目標の設定がひとを育てる
わたしたちが安心して電車やバスに乗れるのは、行き先があって、それを知っているからです。そして、明確な行き先があるから、その交通機関を利用することを選びます。行き先の不明な電車やバスに乗ったり、行き先を決めぬまま交通機関を利用したりするときは、余暇を楽しんだり目的のない旅をするときくらいでしょう。
行き先のわからない・行き先を決めない歩みとは、まさに目的のない旅をしているようなもの。学習の姿勢もまた然り。教えられるまま受け取り、受け身の学習を続けていても、そこに自覚や責任がなければ自分が何を学び何を身につけ何ができるようになったかわからないまま、自分の評価も他人にしてもらうことしかできません。社会に出て活躍できる力は、これをいくら続けていてもまったく育ちません。大切なのは、行き先=目標を自ら決定し、自らそこに行き着くための方法を探っていくことです。

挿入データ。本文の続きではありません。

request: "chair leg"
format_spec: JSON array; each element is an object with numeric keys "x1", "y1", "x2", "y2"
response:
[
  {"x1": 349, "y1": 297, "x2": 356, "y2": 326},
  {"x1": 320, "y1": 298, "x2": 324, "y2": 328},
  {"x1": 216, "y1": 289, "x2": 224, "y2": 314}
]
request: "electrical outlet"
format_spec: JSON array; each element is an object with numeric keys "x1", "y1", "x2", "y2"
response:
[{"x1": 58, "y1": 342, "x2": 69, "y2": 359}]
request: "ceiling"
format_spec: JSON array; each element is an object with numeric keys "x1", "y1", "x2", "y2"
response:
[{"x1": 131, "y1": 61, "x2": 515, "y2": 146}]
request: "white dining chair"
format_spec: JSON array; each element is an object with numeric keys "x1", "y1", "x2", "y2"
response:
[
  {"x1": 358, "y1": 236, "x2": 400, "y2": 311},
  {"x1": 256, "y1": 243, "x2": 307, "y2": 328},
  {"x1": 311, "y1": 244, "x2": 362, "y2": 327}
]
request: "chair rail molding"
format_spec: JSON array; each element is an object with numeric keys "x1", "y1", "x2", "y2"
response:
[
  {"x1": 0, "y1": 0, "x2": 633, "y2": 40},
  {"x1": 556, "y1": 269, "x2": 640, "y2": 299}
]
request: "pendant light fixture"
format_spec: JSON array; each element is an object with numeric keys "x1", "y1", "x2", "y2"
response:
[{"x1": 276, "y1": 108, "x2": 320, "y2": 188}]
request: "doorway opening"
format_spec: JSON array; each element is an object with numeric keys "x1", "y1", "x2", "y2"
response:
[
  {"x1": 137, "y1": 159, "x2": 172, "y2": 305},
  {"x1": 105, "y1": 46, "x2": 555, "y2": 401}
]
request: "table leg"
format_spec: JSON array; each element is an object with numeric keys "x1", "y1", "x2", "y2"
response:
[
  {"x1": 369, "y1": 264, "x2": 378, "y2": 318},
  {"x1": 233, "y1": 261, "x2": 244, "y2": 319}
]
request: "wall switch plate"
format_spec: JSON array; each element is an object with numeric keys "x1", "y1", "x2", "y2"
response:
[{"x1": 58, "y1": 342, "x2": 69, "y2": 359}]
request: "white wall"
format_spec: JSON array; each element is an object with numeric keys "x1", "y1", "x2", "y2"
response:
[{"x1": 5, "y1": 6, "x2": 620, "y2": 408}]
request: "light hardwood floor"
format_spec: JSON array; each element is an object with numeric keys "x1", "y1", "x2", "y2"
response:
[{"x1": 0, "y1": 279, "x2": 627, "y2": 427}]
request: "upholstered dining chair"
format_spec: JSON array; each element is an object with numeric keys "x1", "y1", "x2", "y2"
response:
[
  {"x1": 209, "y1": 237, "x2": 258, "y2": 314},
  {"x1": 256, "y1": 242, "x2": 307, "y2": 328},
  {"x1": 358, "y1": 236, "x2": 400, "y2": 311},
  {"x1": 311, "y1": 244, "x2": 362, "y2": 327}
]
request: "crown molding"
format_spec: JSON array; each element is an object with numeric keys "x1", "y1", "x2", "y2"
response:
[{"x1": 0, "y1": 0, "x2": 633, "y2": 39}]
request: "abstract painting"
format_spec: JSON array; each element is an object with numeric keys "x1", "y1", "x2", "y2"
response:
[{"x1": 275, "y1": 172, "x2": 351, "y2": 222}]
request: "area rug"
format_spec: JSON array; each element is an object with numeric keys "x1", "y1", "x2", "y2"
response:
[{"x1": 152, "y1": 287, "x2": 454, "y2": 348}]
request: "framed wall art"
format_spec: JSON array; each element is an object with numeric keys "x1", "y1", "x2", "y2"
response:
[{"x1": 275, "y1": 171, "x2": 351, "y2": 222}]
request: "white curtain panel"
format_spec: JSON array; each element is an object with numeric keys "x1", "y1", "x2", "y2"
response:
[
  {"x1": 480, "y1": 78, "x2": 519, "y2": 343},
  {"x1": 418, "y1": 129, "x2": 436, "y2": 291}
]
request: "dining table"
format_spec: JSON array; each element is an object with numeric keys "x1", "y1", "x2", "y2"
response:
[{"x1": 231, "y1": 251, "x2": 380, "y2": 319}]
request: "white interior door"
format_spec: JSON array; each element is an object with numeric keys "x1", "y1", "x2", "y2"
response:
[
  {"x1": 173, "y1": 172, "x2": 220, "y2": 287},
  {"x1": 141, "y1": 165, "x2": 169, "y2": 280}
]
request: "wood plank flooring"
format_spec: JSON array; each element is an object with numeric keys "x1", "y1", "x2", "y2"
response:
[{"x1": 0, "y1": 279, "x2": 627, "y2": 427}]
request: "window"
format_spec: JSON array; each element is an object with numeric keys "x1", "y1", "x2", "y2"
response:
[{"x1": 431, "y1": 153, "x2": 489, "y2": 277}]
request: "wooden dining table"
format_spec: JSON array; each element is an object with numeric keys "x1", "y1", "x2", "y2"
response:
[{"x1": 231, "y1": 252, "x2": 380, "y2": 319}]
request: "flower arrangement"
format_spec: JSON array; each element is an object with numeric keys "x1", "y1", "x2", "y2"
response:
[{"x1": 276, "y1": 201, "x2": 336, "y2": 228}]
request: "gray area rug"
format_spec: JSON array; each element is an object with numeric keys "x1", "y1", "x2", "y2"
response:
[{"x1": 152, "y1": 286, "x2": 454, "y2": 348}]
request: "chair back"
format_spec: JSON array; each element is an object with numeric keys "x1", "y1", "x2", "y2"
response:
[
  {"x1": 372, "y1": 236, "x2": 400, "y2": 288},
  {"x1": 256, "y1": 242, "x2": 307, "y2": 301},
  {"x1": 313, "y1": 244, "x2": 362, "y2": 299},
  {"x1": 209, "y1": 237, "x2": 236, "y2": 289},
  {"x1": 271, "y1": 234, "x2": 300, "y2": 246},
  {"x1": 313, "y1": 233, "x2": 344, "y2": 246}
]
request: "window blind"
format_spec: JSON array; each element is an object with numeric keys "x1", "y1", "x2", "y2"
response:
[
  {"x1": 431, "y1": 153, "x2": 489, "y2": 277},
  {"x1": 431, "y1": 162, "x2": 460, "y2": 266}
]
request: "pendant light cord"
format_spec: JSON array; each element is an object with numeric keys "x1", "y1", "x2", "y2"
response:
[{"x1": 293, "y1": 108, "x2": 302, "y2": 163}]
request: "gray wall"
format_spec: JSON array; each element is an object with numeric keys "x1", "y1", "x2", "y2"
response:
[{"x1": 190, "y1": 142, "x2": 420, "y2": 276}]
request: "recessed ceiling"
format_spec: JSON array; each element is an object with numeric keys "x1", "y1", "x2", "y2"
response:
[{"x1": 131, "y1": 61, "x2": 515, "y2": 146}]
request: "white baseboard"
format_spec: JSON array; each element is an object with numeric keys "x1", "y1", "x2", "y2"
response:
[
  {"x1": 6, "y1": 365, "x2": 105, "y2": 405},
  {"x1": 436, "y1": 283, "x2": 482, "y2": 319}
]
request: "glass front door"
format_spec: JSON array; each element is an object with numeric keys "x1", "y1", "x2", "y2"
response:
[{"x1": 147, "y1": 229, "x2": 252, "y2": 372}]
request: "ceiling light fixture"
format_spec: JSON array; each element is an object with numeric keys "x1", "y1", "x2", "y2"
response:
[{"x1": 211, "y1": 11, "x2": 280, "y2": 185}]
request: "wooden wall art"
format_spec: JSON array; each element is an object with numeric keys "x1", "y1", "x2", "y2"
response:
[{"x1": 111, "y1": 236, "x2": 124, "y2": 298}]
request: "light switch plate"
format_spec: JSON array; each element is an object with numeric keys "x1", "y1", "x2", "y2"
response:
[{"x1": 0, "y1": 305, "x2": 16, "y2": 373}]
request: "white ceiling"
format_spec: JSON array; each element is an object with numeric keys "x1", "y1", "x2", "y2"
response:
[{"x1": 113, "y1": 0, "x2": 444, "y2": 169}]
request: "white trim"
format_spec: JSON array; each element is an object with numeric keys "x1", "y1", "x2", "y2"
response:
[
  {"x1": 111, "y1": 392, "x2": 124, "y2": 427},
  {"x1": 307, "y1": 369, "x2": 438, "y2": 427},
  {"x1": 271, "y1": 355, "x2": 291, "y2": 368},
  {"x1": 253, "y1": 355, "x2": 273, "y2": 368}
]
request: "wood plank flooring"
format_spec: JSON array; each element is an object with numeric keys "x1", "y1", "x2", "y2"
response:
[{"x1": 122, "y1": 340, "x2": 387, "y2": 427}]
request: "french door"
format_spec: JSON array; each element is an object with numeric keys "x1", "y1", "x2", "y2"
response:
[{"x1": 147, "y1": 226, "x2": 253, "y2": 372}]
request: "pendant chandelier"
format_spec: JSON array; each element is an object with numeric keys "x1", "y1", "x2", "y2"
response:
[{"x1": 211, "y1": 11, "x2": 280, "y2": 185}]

考学舎では、入会前に「何ができるようになりたいか」を本人から直接教えてもらいます。これが大きな目標になります。「作文を書けるようになりたい」「算数の文章題を自分で解けるようになりたい」など、何でもいいのです。具体的に、自分のことばで表明することで、自分がこれからどこに向かうのかが明確になります。もちろん、目標は時を経て変わっていきます。それも大切な成長の過程です。自分の成長を自分で確認し行き先を修正していくことこそ、主体的なまなびのあるべき姿であると考えます。
一年間の抱負を書き初めで
考学舎では毎年、年末には生徒も講師も一緒になって一年間お世話になった教室の掃除をし、綺麗になった教室で新しい年を迎えます。新しい年を迎えた最初の授業では、鉛筆とノートを毛筆と半紙に持ち替え、書き初めをしてもらいます。この書き初めは、それぞれ自分で考えた「今年の抱負」を、思いを込めて、一発勝負(半紙一枚きり)で書いてもらいます。これからの一年をどのような思いで過ごすか、ということに真剣に向き合って書き初めに認めていく生徒たちの背中から、毎年大きな希望が感じられます。
目標は月ごとに設定
一年の抱負を胸に抱きつつ、月の初めには「月ごと目標」を自分で設定します。「定期テスト合計◯◯点!」「早寝早起き(23時には寝て5時には起きる)」「腹筋を6つに割る!」など、それぞれ自由に設定します。大切なのは、自分と真剣に向き合い、今の自分に何が足りないのか?何ができるようになったら次の一歩を進められるのか?ということを考えることです。一ヶ月間、その目標と格闘しつつ、月末にはその目標にどれだけ近づけたか?という「達成度」を確認します。「100パーセント達成!」が理想ですが、到達できなかったときは、どんな努力が足りなかったのか?そもそも達成できる目標ではなかったのか?など、振り返りつつ、次の月の目標へとつなげていきます。
日々の目標で意識づけ
考学舎の生徒たちは、月ごとの目標を立てるばかりでなく、来舎するごとにも目標を立てます。その目標は、来舎時に全員が必ず一日一枚仕上げる「学習予定表兼報告書」に書き留めます。その日一日をぼんやりと過ごすのではなく、わざわざ足を運んだのだからこそ、意味のある一日にするために、何をして(学習して)過ごすかを最初に計画しつつ、そこに目標を伴わせます。「漢字テストで満点を取る!」「私語をいっさいしない」など、達成することよりも意識付けをすることに重点があるようにも見受けられます。
大きな計画表で、自分の予定は自分で管理
目標を考えるにも、「これからの自分」を予想できなければまともに考えられません。しかしながら、明日なにが予定されているかすらわからない生徒も少なくありません。なので、自分の予定を意識するべく、各生徒の年間予定表を教室の壁に貼り出しています。できる限り先の予定までを生徒自身が書き出し、必要に応じてアップデートしていきます。壁面いっぱいに掲示された予定表は、生徒全員の予定を一覧することができます。自分の予定のみならず、隣に座る友達の予定も見ることができ、励まし合いのことばをかけるきっかけにもなっています。「定期テストまであと何日」とカウントダウンを始める生徒もいれば、「新しい年度が始まってもうこんなに経ったんだな」とカウントアップして感慨に浸る生徒もいます。ぼんやりしていればただ流れていってしまう時間を、こうして記憶や感情にとどめていく作業も、貴重な学びの機会です。